Doig’s success and reputation as one of the most celebrated painters of our time are cemented through his unique and unparalleled ability to seamlessly fuse abstraction into figuration. Incorporating representational imagery with abstracted materiality, Doig often times utilizes texture as a means to open space beyond traditional linear perspective. In Hitch-Hiker (Reflected), the surface of the canvas is defined by juxtapositions of thin and thick, watery and viscous applications of paint, all cumulating into a rich texture of blurred layers and texture. Such abstracted materiality has no ties to reality and the natural world, yet they generate an atmospheric mood of tension and psychological intrigue which are as mesmerizing as they are disorienting.

The abstraction of Peter Doig’s early masterpieces are drawn upon a wealth of art historical references. The composition of Hitch-Hiker (Reflected) is arranged into three distinct horizontal panels: the top register represents the sky, the bottom register denotes the foreground, the sky’s reflection, and the middle register is reserved for the truck and highway and their reflection. This doubling or reflecting quality is a celebrated compositional element in many of Doig's most important works. Through the dark bands of bluish, brown pigment that run across the top and bottom of the landscape where the sky and ground should be, Doig explores the physical possibilities of paint and deftly stretches its limit.

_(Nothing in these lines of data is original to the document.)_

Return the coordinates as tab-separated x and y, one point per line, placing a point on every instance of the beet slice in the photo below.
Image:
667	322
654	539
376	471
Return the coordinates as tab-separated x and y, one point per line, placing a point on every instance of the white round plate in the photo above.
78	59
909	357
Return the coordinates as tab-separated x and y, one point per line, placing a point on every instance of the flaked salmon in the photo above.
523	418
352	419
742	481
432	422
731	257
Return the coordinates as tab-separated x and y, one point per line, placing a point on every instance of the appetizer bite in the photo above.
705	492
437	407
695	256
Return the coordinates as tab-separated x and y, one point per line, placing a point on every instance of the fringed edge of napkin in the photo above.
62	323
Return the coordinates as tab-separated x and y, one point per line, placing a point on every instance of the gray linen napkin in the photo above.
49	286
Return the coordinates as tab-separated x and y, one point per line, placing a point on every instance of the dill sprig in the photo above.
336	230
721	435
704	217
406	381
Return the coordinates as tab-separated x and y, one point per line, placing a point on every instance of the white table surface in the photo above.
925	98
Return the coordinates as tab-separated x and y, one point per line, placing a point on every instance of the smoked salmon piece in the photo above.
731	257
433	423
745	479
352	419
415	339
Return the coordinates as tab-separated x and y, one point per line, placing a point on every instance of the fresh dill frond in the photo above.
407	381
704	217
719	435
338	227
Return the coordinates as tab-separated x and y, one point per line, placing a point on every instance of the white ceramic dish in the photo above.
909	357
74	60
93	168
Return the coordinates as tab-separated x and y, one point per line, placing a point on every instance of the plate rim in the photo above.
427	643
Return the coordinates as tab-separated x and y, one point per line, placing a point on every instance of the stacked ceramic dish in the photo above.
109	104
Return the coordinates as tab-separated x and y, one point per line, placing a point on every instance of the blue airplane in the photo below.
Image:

While such division is partly employed to suggest an abstracted sense of linear perspective, Doig also notes that the stylistic construct of the three distinct registers also evolved from "those [Barnett] Newman paintings with the 'zips'–the ones with the little seemingly organic section', particularly those in a horizontal format, like Horizon Light (1949), with its organically brushy 'zip'". He explains: "I thought I could literally expand upon [the Newman effect] and have two abstract-organic sections and a middle that was somehow the 'grasshopper,'" (Peter Doig, quoted in Richard Schiff, "Incidents", Peter Doig, Exh. Cat., London, Tate Britain, 2008, p. 23). This passage of abstraction seems to stand in front, like a blind only partially rolled to reveal a panoramic scene. This is a conscious mistake in atmospheric perspective; Doig has disregarded the logical requirements of representation and instead, indulges his curiosity as to what paints and solvents can do.

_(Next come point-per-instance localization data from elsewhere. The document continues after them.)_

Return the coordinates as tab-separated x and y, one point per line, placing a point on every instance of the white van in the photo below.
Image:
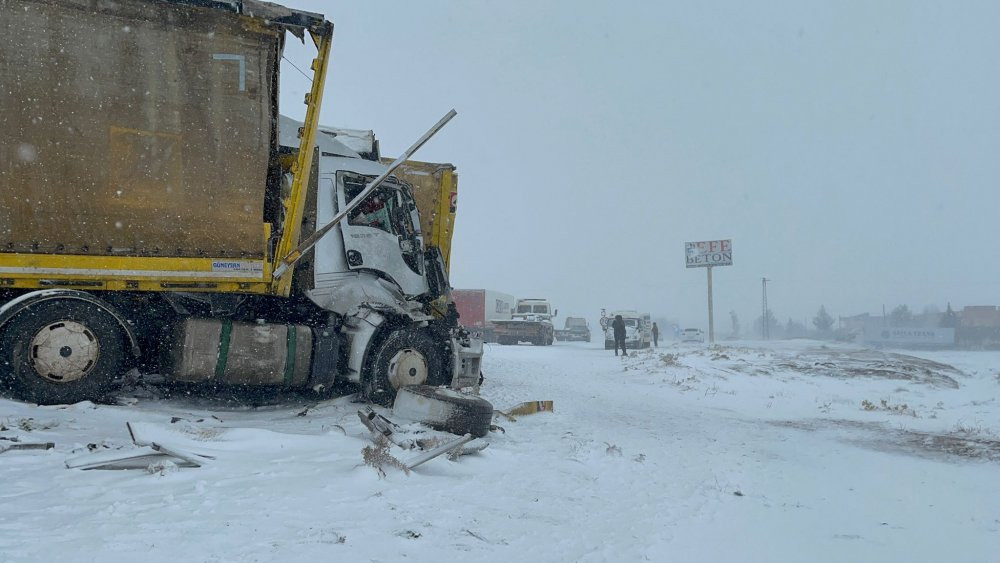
638	330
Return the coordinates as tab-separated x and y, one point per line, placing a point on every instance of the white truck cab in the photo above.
376	273
638	329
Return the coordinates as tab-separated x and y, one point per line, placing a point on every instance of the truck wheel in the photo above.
407	357
61	351
445	409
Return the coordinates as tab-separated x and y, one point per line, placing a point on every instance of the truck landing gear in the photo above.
407	357
61	351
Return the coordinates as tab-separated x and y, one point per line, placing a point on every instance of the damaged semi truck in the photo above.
153	216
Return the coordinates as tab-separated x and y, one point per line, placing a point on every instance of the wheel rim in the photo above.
408	367
64	351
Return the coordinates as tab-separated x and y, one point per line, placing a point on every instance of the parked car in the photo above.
692	335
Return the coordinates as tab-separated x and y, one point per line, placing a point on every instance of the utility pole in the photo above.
711	316
765	328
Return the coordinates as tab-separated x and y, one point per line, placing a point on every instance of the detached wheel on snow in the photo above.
61	351
407	357
445	409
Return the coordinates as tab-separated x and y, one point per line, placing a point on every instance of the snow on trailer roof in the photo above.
276	14
288	136
361	141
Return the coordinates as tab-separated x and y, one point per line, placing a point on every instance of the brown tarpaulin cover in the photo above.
133	127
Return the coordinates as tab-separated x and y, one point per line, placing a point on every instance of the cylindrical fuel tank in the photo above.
235	353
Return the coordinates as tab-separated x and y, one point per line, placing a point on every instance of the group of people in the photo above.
618	325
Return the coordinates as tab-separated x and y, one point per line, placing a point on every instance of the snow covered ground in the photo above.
789	451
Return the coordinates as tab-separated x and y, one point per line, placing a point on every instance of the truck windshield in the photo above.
383	209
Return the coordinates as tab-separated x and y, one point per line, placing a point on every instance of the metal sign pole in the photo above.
711	317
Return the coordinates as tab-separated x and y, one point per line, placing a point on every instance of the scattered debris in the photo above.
885	406
378	456
379	425
444	448
669	359
30	424
162	467
26	446
529	407
137	458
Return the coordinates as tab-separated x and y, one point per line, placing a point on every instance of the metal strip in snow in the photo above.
102	272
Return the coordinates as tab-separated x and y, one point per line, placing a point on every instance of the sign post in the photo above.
708	254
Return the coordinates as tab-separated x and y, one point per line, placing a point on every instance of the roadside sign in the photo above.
709	253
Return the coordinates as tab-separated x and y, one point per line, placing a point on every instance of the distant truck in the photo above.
575	329
531	322
479	309
638	330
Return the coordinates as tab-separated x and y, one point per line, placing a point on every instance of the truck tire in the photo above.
61	351
445	409
406	357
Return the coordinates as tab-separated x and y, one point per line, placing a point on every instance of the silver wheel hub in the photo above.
407	367
64	351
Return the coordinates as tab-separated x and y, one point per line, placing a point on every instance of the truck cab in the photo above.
575	329
376	273
531	321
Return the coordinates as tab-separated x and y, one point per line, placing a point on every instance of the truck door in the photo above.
380	234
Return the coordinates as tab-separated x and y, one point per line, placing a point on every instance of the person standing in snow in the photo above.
618	325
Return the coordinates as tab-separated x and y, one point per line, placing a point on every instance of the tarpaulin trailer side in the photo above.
134	127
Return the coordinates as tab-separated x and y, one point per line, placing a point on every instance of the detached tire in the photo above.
406	357
444	409
61	351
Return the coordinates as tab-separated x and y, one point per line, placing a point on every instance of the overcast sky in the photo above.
848	149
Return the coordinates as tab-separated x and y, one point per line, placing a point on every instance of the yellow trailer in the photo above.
435	187
151	219
151	166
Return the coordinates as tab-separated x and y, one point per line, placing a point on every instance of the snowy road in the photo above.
739	453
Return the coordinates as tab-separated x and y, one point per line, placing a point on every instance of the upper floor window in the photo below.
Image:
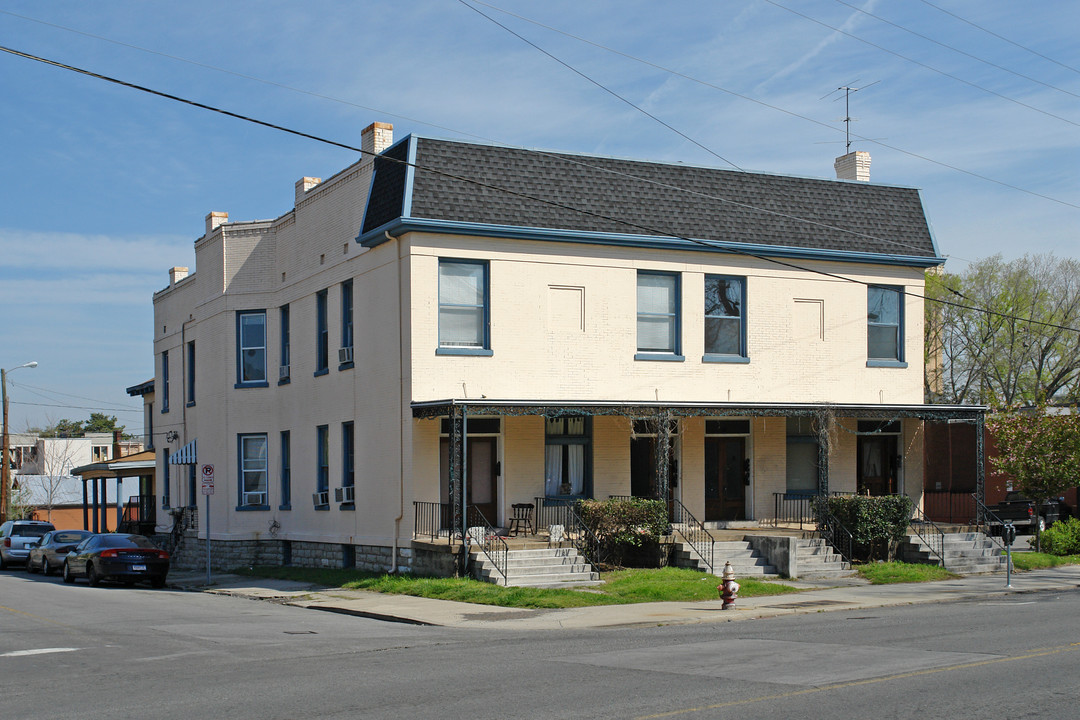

Peter Doig’s paintings are both a semblance of reality and a vestige of imagination. His canvases are often times an abstracted abyss of psychological mood charged with an undertow of uncertainty. Paintings like Hitch-Hiker (Reflected) transform the traditional genre of landscape into surreal representations of worlds beyond the boundaries of reality that can only be reached in the mind and through the eye. These fictionalized images are journeys real and metaphorical, places of momentary arrival and departure, psychological no-man's-lands–all of which are iconic of Doig's art.

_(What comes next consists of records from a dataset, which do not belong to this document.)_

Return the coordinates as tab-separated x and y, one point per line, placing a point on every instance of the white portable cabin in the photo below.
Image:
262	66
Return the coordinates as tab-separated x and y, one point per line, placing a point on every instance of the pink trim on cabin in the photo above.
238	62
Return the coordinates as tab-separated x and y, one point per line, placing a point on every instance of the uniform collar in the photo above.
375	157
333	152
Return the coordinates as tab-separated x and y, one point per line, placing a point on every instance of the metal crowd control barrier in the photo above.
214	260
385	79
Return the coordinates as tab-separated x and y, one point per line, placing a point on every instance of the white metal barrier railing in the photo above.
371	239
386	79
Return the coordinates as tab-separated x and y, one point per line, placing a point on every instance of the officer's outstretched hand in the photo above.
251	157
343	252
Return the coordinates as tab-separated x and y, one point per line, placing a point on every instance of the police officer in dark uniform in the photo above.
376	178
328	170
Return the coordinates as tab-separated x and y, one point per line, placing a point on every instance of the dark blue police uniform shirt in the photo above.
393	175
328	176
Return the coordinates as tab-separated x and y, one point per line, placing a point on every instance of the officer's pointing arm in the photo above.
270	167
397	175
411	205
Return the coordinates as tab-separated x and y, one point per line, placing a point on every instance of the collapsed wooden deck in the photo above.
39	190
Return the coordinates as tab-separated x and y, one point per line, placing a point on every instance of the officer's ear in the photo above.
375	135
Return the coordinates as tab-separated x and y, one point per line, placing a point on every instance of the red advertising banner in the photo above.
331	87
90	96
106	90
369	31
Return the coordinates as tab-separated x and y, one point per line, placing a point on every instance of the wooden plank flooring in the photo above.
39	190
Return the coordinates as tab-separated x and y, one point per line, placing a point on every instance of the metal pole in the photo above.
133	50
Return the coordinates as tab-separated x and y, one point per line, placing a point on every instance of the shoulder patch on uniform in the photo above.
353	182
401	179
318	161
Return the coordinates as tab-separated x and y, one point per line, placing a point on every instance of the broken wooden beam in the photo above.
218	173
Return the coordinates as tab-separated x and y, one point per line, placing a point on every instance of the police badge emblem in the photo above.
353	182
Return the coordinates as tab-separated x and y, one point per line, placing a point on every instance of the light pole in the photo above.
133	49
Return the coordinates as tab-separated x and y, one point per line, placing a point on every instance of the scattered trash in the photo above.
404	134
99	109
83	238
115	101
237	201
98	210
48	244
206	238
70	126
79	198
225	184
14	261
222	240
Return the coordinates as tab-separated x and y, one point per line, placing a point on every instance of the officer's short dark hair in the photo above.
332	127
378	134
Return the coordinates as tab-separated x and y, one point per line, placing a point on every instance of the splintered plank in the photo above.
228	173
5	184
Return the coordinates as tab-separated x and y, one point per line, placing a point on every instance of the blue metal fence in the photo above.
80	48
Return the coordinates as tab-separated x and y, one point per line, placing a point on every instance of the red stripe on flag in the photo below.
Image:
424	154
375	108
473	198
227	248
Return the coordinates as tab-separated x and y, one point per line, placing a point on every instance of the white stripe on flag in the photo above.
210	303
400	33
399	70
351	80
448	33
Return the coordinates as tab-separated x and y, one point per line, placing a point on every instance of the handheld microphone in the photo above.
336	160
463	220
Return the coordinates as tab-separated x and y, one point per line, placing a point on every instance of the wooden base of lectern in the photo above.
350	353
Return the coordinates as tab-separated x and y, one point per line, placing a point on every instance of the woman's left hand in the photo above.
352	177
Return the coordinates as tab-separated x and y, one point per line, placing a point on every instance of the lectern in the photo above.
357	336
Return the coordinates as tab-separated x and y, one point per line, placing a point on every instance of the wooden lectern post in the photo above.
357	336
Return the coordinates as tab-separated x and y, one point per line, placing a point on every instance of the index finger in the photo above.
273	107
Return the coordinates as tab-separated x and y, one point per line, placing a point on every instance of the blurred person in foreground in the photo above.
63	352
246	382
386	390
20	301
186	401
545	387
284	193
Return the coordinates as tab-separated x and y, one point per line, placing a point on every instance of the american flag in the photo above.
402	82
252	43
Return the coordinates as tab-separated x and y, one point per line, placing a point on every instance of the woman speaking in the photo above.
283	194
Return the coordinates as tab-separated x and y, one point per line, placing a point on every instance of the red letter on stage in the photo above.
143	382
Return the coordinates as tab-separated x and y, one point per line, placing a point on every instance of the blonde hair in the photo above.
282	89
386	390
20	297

"I'm interested in mediated, almost cliché notions of a pastoral landscape," Doig explains, "in how notions about the landscape are manifested and reinforced in, say, advertising or film. Yet at the same time many of the paintings are rooted in my own experience. There exists a tension between these two approaches, between the often generic representation of a pastoral scene and the investment in my own experience of the landscape," ("Peter Doig: 20 Questions (extract)", Adrian Searle, ed., Peter Doig, London 2007, p. 131).